By Tim Radford
Urban real estate is literally hot property – so hot that it can affect not just the countryside a thousand kilometres away, but even weather patterns over whole continents.
A team from Scripps Institution of Oceanography in San Diego, Florida State University and the National Center for Atmospheric Research in Boulder, Colorado, report in Nature Climate Change that they looked at a phenomenon known as the urban heat island.
Meteorologists have known for decades that cities can be up to 5°C warmer than the surrounding countryside, thanks to the greater densities of traffic, people, lighting, heating, air conditioning, factories and the thermal properties of tarmac and concrete.
The world’s cities are growing: more than half of all humanity is now crowded into urban areas.
Now it seems that urban waste heat could account for hitherto unexplained patterns of warming by 1°C in winter in northern America and northern Asia.

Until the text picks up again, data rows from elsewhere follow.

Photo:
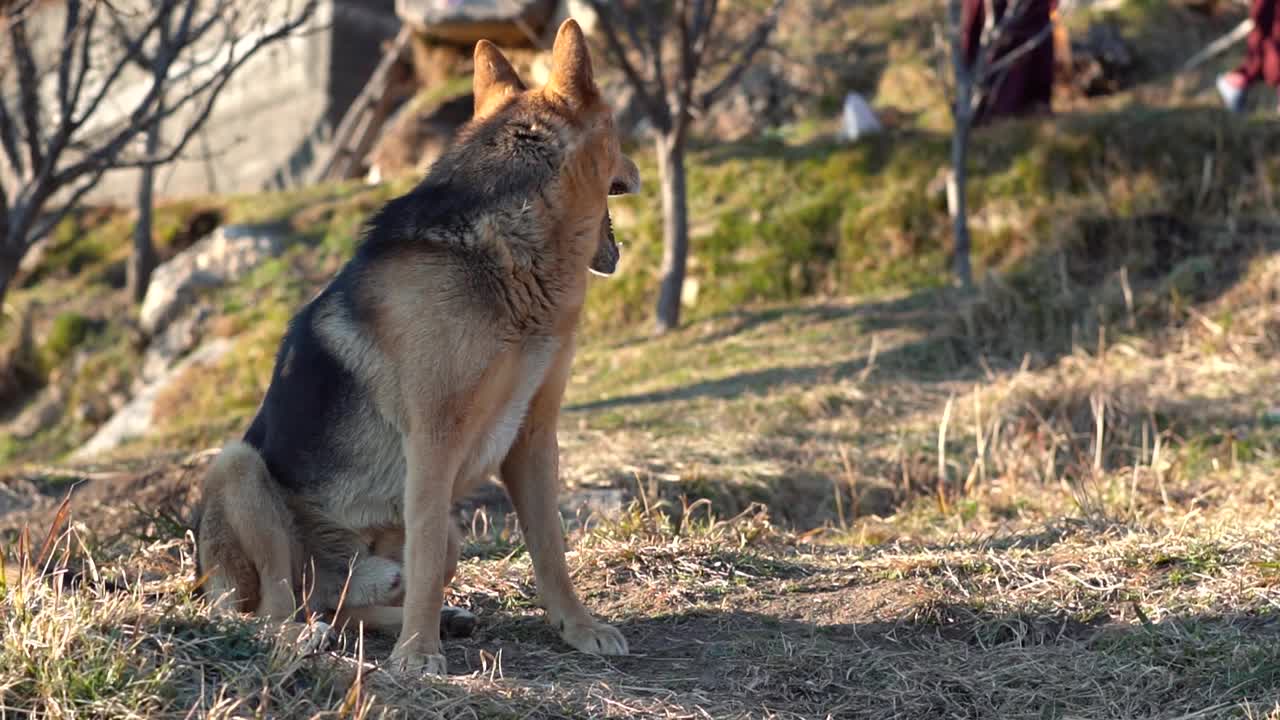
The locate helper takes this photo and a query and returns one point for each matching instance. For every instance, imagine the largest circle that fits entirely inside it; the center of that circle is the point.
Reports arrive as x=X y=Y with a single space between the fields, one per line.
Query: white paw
x=312 y=637
x=594 y=637
x=423 y=664
x=374 y=580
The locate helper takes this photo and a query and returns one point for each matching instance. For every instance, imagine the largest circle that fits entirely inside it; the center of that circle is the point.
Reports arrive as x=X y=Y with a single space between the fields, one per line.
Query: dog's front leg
x=428 y=487
x=531 y=475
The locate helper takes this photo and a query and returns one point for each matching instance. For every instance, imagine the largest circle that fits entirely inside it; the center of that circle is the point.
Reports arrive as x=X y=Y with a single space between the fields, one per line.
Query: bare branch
x=9 y=137
x=656 y=26
x=754 y=44
x=654 y=108
x=28 y=92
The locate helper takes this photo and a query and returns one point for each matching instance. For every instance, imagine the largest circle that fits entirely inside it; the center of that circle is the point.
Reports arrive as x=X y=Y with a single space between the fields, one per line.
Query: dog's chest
x=535 y=360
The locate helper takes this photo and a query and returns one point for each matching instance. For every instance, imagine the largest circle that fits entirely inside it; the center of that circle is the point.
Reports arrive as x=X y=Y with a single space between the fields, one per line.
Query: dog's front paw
x=411 y=661
x=594 y=637
x=306 y=638
x=456 y=623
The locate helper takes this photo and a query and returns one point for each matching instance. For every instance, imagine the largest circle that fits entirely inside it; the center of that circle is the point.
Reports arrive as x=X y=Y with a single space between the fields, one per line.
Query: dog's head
x=571 y=114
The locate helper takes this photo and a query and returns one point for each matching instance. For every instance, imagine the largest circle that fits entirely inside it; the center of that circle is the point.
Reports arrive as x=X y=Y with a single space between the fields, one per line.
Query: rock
x=133 y=420
x=39 y=415
x=222 y=258
x=464 y=22
x=417 y=135
x=762 y=99
x=173 y=342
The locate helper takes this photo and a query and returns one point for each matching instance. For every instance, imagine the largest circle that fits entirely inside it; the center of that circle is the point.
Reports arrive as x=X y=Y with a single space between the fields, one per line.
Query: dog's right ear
x=494 y=78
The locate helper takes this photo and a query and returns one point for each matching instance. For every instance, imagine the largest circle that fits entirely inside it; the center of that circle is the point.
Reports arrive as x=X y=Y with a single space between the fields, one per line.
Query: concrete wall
x=274 y=119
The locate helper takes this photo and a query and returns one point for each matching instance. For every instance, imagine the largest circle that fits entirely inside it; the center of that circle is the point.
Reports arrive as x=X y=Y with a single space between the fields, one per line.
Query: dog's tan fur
x=461 y=373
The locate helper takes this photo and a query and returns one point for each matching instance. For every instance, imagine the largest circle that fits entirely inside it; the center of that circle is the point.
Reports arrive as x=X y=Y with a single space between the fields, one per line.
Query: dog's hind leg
x=246 y=541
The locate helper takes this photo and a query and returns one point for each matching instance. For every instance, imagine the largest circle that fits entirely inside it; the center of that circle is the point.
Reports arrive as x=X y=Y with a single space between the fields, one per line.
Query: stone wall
x=274 y=119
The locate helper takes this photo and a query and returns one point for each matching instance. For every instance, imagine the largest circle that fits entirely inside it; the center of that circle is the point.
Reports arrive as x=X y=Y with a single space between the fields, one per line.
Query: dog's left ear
x=571 y=65
x=494 y=78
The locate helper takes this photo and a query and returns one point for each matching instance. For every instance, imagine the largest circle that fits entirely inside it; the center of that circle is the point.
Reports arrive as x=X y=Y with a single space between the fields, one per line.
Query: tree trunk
x=9 y=263
x=142 y=260
x=675 y=228
x=958 y=205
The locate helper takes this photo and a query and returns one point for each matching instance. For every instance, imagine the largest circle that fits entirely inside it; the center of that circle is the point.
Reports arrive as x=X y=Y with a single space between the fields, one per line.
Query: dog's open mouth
x=606 y=260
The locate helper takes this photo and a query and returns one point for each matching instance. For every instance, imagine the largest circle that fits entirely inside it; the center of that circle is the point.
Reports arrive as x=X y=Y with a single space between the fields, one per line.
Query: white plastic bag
x=858 y=118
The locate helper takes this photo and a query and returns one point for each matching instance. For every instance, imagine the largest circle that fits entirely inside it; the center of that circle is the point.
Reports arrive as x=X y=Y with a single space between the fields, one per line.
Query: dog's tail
x=245 y=536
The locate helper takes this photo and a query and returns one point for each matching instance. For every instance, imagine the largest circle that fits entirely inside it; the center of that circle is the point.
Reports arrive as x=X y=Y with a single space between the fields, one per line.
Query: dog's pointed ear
x=494 y=77
x=571 y=64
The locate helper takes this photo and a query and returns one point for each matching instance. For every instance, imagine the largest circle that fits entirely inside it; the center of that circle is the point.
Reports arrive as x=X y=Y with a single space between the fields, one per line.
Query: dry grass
x=1169 y=618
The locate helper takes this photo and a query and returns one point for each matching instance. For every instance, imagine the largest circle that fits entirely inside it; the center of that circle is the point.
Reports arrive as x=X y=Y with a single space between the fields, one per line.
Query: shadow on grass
x=949 y=661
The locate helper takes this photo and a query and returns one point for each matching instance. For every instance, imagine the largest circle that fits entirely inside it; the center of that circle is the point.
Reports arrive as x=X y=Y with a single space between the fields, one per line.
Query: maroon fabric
x=1027 y=86
x=1262 y=58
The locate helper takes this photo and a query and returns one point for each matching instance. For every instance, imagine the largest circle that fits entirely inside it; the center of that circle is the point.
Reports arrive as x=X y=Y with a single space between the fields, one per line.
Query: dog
x=435 y=358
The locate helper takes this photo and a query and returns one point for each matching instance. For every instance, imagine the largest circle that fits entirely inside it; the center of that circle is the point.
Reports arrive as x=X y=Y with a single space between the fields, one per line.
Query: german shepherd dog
x=435 y=358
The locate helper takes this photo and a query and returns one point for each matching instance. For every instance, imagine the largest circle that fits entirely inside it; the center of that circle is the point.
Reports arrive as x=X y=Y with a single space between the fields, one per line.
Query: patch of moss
x=65 y=335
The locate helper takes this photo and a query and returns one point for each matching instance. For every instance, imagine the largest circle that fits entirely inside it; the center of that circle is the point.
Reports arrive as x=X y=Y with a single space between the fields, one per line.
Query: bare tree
x=974 y=83
x=667 y=50
x=73 y=106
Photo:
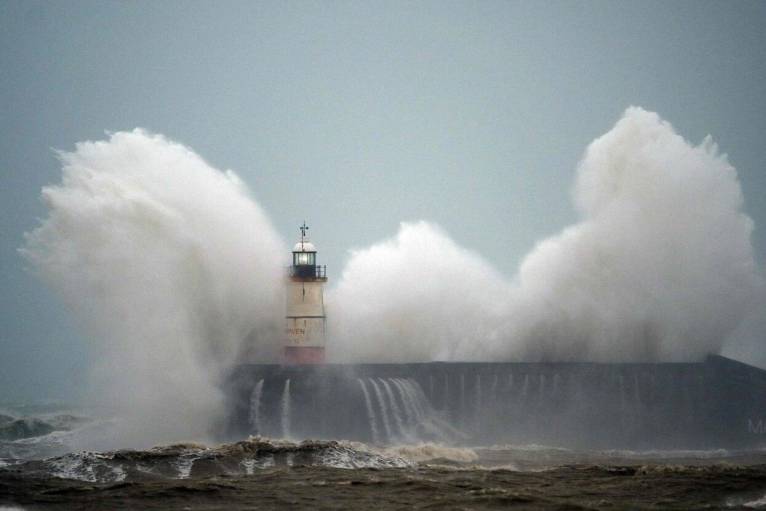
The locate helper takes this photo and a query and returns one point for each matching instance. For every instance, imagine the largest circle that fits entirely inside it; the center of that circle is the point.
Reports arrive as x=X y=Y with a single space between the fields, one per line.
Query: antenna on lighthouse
x=304 y=341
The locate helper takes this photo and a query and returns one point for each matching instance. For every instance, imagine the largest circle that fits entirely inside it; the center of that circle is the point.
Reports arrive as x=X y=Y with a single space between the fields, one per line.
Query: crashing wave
x=183 y=461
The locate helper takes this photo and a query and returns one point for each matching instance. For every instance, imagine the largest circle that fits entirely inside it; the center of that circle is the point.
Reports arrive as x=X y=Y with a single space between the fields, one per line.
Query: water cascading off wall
x=587 y=404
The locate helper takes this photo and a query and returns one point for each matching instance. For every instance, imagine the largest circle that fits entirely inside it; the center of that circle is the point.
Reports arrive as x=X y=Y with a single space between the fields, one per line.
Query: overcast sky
x=357 y=115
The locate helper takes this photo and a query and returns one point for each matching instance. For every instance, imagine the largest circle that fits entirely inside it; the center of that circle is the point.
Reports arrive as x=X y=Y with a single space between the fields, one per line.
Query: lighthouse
x=305 y=316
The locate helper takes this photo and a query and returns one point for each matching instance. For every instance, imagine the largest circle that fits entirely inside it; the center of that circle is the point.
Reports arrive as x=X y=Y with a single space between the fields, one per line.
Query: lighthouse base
x=303 y=355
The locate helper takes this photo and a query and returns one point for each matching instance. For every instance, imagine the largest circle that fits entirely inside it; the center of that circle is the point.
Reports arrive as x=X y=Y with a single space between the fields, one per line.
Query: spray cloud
x=658 y=268
x=176 y=273
x=170 y=266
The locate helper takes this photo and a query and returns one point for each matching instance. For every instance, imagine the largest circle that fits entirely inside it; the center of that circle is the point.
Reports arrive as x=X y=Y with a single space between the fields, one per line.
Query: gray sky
x=356 y=116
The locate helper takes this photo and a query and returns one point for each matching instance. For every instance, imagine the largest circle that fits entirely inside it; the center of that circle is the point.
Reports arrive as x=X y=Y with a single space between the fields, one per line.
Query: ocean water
x=41 y=468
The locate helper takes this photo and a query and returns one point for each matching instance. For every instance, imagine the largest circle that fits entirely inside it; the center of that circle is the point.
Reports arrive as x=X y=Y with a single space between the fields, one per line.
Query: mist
x=172 y=270
x=175 y=273
x=659 y=267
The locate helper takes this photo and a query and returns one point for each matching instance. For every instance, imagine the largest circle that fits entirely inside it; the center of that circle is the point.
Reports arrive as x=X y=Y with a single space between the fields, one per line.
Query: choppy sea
x=42 y=468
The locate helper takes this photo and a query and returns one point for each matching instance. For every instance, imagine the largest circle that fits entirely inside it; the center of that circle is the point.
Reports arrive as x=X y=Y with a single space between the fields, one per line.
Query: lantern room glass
x=304 y=258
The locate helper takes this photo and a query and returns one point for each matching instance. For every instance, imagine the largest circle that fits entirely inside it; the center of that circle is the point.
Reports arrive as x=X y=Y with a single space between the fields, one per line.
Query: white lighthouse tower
x=305 y=317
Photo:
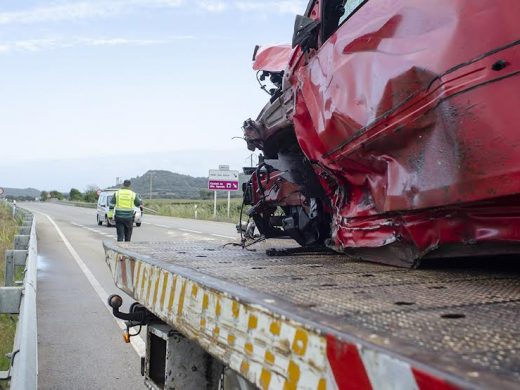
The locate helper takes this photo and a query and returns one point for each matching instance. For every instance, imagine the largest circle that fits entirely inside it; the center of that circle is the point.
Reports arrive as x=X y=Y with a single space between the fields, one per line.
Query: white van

At the same time, the air temperatures over Europe during the autumn can fall by as much as 1°C, because of the urban heat island effect. The overall effect on global average temperatures is negligible, but the regional effects can certainly be estimated.
Effectively, fossil fuel is a form of stored sunshine: collected by plants over millions of years during the Carboniferous and released on a huge scale in the last 100 years or so.
The carbon dioxide released is the prime cause of global warming, but the newly-liberated warmth of the Carboniferous, too, has an impact.
Atmospheric circulation
Guang Zhang of Scripps and colleagues considered the human energy consumption in 2006.
Of this 16 trillion watts, they calculated that nearly 7 trillion was consumed in 86 metropolitan areas in the northern hemisphere.
In Tokyo alone, in the early winter morning, the rate of consumption averaged almost 1,600 watts per square metre.
They modelled the patterns of consumption by computer, and calculated that waste heat would be enough to widen the jet stream, that great circulatory system in the stratosphere, to move heat around and make some regions noticeably warmer, others cooler.
“What we found is that energy use from multiple urban areas collectively can warm the atmosphere remotely, thousands of miles away from the energy consumption regions. This is accomplished through atmospheric circulation change,” said Zhang.
The researchers argue that future simulations of climate change might need to include – along with greenhouse gas emissions, aerosol discharges and land use change – patterns of energy consumption as well.
“A better and more accurate estimate of global energy use based on city-by-city information should be developed to fully account for the climate impact due to energy consumption in future climate change projections,” they conclude.